Privilege Manager 11: New privilege management capabilities for Unix and Linux
With the latest release of Privilege Manager, all endpoints and servers throughout your organization can now follow consistent least privilege and Zero Trust policies, whether they are Windows, Mac, or Unix/Linux.
Until now, privilege security for Unix/Linux has been cumbersome and even risky. Unix/Linux has become the go-to operating system for many types of computer hardware. The applications and data stored on these systems are some of the most sensitive and business-critical in any organization. Unix and Linux endpoints are valuable targets for cyber criminals because they rely on “root” accounts, which provide unrestricted access to all commands, files, directories, and resources.
To enforce a least privilege policy on Unix/Linux endpoints, administrators who don‘t access systems directly as root rely heavily on the sudo tool. But managing individual sudo policies can quickly become a tedious, time-consuming task.
Below are just a few of the challenges involved:
- After building sudoer files, you have to distribute them across your organization.
- If you don’t maintain and update sudo, you may miss security vulnerabilities.
- It’s difficult to stay current when users adopt new versions of Unix or Linux.
- Auditors don’t like distributed Sudo configuration files because they utilize “static trust” and are stored in a way that local administrators could easily make modifications.
- In fact, sudo doesn’t inherently provide multi-factor authentication as part of the user authorization process. Without built-in accountability, there’s no way to tell who is responsible for the damage.
- There’s no safety net. For example, there’s nothing preventing a superuser with broad privileges from intentionally or accidentally deleting a system file.
- Doing everything yourself means you have no vendor to rely on for testing, maintaining, documenting, and other ongoing software management functions.
We’ve been working hard on solving these challenges so that IT teams that prefer Unix/Linux can be more efficient, reduce human error, and increase control.
It’s with much appreciation and excitement that we introduce Privilege Manager 11.
The latest release of Thycotic Privilege Manager includes a sudo plugin that saves Unix/Linux teams time, while still providing granular control over privileged activities.
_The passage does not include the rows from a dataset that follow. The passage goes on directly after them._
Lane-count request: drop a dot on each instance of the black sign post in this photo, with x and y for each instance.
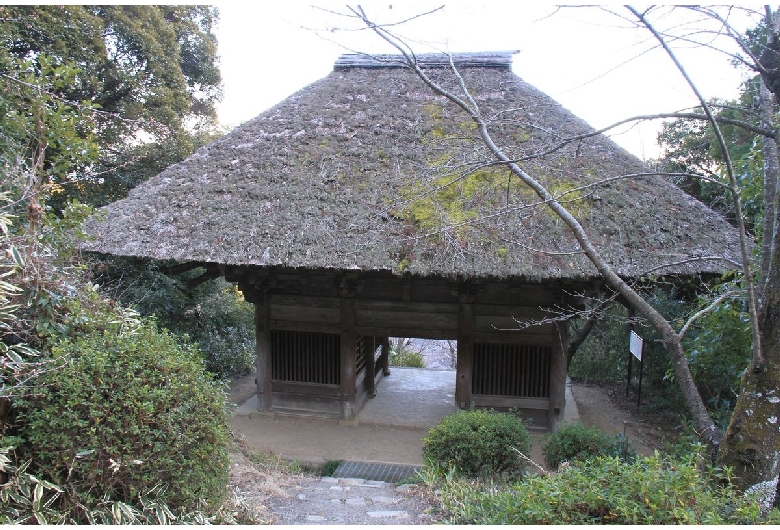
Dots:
(636, 348)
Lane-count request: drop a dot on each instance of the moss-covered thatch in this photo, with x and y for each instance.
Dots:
(366, 169)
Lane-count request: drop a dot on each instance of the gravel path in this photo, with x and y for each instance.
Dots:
(329, 500)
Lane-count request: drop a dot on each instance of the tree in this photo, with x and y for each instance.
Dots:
(759, 457)
(152, 71)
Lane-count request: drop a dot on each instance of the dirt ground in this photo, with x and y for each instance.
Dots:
(271, 495)
(601, 406)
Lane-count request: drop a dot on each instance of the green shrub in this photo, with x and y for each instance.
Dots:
(401, 355)
(127, 412)
(407, 359)
(605, 490)
(27, 499)
(478, 442)
(575, 441)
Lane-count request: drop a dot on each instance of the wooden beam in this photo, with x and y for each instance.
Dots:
(263, 350)
(465, 366)
(385, 359)
(348, 360)
(371, 369)
(558, 369)
(184, 267)
(210, 274)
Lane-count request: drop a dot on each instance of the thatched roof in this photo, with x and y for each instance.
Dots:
(366, 169)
Administrators can set up policies for allow and deny lists and use policy-based controls to elevate privileges as needed.
With a simple and lightweight Thycotic Authentication and Control client, you can collect and analyze results centrally, which makes preparing for an audit and demonstrating compliance easier than ever.
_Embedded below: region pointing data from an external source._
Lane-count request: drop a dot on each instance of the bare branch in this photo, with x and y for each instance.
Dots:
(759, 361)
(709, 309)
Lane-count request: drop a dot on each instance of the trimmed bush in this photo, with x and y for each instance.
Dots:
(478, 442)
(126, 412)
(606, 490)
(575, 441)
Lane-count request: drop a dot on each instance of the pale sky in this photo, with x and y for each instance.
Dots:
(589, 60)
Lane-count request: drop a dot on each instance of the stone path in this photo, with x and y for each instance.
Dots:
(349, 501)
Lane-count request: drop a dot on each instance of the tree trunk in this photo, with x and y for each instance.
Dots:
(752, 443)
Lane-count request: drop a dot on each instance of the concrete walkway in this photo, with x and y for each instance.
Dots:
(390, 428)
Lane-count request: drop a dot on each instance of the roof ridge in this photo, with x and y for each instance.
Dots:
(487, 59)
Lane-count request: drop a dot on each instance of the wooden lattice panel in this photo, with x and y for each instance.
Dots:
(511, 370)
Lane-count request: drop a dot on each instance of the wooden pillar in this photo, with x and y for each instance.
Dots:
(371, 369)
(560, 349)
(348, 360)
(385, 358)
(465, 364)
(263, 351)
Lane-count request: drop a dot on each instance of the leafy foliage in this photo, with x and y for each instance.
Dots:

Additional features in this release make Privilege Manager deployment even faster than before. The Thycotic Policy Framework removes local admin rights and can be enabled in seconds. Plus, we’ve added greater automation and enhancements to reporting.
Because Privilege Manager elevates applications and not the user, it never leaves a window open for criminal hackers. As your organization grows and users continually explore applications, Privilege Manager adjusts to ensure security.